Continuing with my review of BCS computer rating systems, the 4th of the 6 systems in my series is Dr. Peter Wolfe’s ratings.
On his site, Wolfe only gives a brief explanation:
We rate all varsity teams of four year colleges that can be connected by mutual opponents, taking note of game locations….The method we use is called a maximum likelihood estimate. In it, each team i is assigned a rating value πi that is used in predicting the expected result between it and its opponent j, with the likelihood of i beating j given by:
πi / (πi + πj)
The probability P of all the results happening as they actually did is simply the product of multiplying together all the individual probabilities derived from each game. The rating values are chosen in such a way that the number P is as large as possible.

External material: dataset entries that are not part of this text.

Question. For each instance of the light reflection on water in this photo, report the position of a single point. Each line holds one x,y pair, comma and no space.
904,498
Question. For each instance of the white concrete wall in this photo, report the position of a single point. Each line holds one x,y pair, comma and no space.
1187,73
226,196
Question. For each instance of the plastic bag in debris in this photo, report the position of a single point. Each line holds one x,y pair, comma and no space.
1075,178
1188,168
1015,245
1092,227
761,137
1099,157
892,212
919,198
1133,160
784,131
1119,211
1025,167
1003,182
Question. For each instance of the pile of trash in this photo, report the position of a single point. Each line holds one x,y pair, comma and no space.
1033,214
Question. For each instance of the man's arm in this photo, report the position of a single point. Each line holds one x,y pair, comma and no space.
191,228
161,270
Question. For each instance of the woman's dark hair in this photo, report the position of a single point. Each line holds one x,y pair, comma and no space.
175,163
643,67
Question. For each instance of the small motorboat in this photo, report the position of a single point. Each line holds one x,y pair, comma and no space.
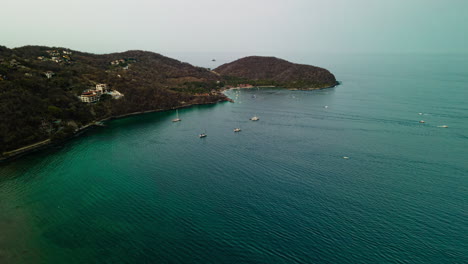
177,119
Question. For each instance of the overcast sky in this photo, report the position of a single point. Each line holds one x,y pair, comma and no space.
342,26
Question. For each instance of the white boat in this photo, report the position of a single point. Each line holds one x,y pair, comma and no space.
177,119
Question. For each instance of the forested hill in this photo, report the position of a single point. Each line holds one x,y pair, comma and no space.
258,70
34,106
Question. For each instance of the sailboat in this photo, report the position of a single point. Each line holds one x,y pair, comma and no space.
177,119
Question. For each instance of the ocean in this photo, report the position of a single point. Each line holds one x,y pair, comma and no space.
146,190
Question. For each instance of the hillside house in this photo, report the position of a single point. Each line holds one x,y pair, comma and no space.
89,96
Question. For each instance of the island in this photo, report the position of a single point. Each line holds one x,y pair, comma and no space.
271,71
49,94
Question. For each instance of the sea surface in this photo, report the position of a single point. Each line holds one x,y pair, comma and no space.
146,190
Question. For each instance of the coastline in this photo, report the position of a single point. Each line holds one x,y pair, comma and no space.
16,153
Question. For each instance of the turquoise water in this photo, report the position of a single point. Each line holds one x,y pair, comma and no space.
146,190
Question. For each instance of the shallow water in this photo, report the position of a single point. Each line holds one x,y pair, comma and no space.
146,189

First thing to note is that Wolfe rates all teams from FBS through Division III and even NAIA. He includes all games between any two varsity teams at any level. Other systems, like Sagarin, only rate Division I teams. Some only rate the FBS teams. I am not sure any one method is more “right” than the others, but it is odd that the BCS allows different systems to rate different sets of teams.
On to the meat of the rating system, Wolfe uses a “maximum likelihood estimate”. But don’t fret, this is just a mathematically fancy way of saying that he is trying to find the ratings for each team that best explain the game results that we see. According to his formula, the likelihood of team i beating team j is calculated simply as the rating of team i divided by the sum of the two teams’ ratings. For example, let’s take Wolfe’s top two ranked teams: Oklahoma St. and Alabama. Oklahoma St. has a rating of 9.126, while Alabama comes in at 9.038. Thus, Oklahoma St. is 9.126 / (9.126 + 9.038) = 9.126 / 18.164 = 50.2% likely to beat Alabama. And against a weaker team like, say, Utah St. (rating of 3.749), Okie State would be 70.9% likely to win.

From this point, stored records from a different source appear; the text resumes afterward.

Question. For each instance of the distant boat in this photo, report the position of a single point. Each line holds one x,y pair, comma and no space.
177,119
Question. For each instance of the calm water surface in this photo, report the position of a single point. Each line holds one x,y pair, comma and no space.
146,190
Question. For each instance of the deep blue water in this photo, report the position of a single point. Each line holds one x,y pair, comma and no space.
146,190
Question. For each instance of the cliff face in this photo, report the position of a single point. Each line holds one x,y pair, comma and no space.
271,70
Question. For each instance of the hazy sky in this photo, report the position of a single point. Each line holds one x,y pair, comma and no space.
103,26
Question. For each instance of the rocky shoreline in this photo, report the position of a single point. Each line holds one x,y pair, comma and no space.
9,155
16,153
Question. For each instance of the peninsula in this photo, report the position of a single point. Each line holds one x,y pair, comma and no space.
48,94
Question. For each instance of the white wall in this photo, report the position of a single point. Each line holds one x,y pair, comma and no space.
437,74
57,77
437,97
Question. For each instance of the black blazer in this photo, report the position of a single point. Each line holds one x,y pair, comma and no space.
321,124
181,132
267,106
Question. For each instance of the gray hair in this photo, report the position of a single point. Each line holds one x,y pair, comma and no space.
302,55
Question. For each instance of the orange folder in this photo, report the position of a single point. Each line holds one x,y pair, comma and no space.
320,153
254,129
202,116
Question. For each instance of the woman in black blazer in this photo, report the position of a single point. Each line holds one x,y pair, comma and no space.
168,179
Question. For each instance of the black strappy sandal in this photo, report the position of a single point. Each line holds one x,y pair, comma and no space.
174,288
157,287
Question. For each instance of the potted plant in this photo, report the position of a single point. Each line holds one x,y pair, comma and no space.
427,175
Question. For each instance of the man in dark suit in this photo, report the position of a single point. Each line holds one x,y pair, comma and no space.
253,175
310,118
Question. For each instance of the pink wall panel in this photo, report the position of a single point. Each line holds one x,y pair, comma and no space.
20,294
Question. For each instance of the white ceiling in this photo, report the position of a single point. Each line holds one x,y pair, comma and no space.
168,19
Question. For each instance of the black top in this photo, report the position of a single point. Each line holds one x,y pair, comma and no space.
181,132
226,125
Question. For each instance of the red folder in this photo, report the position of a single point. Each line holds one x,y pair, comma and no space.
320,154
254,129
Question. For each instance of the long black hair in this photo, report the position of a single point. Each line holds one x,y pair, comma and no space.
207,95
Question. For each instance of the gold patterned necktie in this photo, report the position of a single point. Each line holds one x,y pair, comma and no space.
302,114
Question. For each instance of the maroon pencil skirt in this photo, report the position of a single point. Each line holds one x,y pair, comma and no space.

So what Wolfe’s ratings do is use some mathematical formulas to find the ratings that best explain the game results so far this season. This is a sound way of computing ratings. One thing that remains unclear, however, is how location of games is included. Wolfe does note that the system looks at all games “taking note of game locations”. However, he does not say how they do this.

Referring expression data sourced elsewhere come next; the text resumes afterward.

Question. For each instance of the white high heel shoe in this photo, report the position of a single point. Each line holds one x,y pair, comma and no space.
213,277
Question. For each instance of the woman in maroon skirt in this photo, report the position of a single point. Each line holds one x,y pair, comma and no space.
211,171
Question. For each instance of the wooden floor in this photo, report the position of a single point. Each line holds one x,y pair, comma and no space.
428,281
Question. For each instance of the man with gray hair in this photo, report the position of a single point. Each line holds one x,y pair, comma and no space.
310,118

One last note. Thanks to Austin Link who commented on my Anderson & Hester ranking and shared a link to something similar he did last year. On there, Austin notes with regard to the Wolfe ratings that “one problem is that under that method all undefeated teams should have infinitely high ratings. Since this doesn’t happen he presumably includes some limiting factor, but it’s likely sort of arbitrary, reducing the mathematical rigorousness.” Since undefeated teams are so important in BCS ratings–much more so than any other rating system I have seen (what other rating system is almost solely concerned with undefeated teams?!)–how Wolfe deals with this is actually very important.
Wolfe’s ratings are very solid. The only two questions are (1) how does he deal with game locations? and (2) how does he deal with undefeated teams, since all should theoretically have infinite ratings? Overall, Wolfe’s ratings seem to be a worth addition to the BCS computer ratings, though (as with most of these systems) it would be nice to see full methodology to provide a more rigorous review of their quality.